The Blue Flower

The Blue Flower

Rating

9.5

The Pequod Review:

Penelope Fitzgerald (1916-2000) began her career as a novelist at the age of 60 and wrote several fine books over the final two decades of her life. The Blue Flower was her last and by far her best work. Based on the early life of Novalis (1772-1801), the German Romantic poet and all-around renaissance man, the book is a masterpiece of setting and ideas. Fitzgerald captures so well the intellectual excitement of the Romantic era, the growing conflict between religious and secular values, and the exhilaration of youth and idealism more generally. 

Some of the novel’s deepest pleasures are in Fitzgerald’s prose, which is seemingly lit from within:

He overrode whatever protest it was that Fritz had begun, or rather he ignored it in the intensity of his wish to be understood. “Hardenberg, in every created thing, whether it is alive or whether it is what we usually call inanimate, there is an attempt to communicate, even among the totally silent.
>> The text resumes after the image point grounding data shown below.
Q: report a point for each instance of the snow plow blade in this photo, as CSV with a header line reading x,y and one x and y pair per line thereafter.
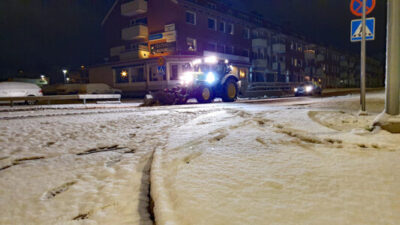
x,y
164,97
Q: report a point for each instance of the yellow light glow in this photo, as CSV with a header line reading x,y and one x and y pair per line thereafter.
x,y
211,60
124,73
242,73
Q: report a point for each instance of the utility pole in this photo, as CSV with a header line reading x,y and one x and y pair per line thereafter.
x,y
393,58
363,56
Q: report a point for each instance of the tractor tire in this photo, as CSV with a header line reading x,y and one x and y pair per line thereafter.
x,y
205,94
230,91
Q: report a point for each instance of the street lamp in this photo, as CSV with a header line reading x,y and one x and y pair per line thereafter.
x,y
65,74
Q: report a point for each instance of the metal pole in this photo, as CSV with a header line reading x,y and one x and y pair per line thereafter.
x,y
393,58
363,56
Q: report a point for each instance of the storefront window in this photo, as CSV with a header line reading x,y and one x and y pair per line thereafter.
x,y
122,75
137,75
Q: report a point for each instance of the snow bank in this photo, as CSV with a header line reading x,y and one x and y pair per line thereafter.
x,y
81,169
300,164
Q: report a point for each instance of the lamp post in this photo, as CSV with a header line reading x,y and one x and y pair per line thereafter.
x,y
65,74
393,58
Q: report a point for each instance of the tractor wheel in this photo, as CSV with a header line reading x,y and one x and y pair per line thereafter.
x,y
205,94
230,91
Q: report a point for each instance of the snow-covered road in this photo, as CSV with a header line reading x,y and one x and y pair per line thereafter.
x,y
308,161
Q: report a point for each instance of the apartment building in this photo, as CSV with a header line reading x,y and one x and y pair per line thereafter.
x,y
150,42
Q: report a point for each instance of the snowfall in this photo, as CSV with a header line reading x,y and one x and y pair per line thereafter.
x,y
295,161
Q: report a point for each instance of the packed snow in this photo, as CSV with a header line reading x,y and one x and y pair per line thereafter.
x,y
305,161
80,169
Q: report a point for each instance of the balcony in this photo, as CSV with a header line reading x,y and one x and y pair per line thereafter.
x,y
134,54
259,42
133,8
135,32
116,50
320,58
275,66
260,63
279,48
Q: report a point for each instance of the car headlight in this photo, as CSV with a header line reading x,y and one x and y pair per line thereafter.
x,y
210,78
187,78
309,88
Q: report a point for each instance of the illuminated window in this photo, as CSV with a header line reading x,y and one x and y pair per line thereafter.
x,y
246,33
191,17
212,24
229,50
222,26
212,5
211,46
221,48
230,29
246,53
137,75
191,44
242,73
122,75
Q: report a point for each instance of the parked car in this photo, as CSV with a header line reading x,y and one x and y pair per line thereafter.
x,y
20,89
308,88
98,88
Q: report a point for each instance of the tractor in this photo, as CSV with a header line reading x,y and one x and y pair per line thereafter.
x,y
205,79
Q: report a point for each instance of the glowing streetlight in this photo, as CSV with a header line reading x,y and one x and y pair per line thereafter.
x,y
65,74
124,73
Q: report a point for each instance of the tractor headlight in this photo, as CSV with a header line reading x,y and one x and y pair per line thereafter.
x,y
210,78
309,88
187,78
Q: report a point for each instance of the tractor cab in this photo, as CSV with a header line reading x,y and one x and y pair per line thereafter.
x,y
209,78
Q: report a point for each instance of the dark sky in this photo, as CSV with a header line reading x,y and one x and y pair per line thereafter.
x,y
44,35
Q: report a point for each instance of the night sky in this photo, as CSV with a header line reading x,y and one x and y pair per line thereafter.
x,y
41,36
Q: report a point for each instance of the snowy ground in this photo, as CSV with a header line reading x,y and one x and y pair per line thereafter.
x,y
302,163
311,161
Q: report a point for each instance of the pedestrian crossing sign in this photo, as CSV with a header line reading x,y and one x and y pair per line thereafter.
x,y
356,30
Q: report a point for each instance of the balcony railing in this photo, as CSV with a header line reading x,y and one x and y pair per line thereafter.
x,y
260,42
134,32
133,8
263,63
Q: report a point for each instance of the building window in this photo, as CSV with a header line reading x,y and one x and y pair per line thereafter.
x,y
246,33
221,48
229,50
141,21
222,26
211,46
137,75
230,29
191,44
212,24
191,17
211,5
122,76
246,52
174,72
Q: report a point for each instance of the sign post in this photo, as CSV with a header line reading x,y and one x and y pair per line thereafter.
x,y
363,56
362,8
393,58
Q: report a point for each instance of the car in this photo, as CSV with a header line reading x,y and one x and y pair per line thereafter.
x,y
20,89
98,88
308,88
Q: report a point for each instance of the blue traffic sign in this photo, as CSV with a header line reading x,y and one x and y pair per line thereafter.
x,y
356,7
356,30
161,69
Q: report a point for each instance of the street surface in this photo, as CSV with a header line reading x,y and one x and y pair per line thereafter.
x,y
285,161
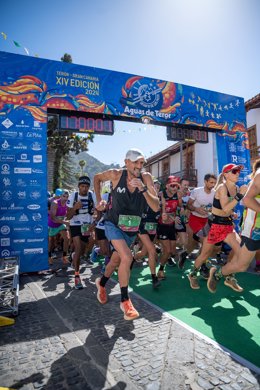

There is a question being asked, a different question for every entity, which for the most part will never be put into words, even by those who can speak. It is asked incessantly, most of the time however hardly noticeably, even faintly, like a church bell heard across meadows and enclosures. Best for the painter, once having looked, to shut his eyes, his physical eyes though not those of the spirit, so that he may hear it more distinctly. You must have listened for it, Hardenberg, for Fraulein Sophie’s question, you must have strained to make it out, even though, as I think very probable, she does not know herself what it is.”

I also liked this line:

[H]e started talking immediately, his thoughts seizing the opportunity to become words.

The book is a challenging read, at times fragmentary and elusive, and without much of a plot. But Fitzgerald’s rich and elegant style rewards a close reading. Highly recommended.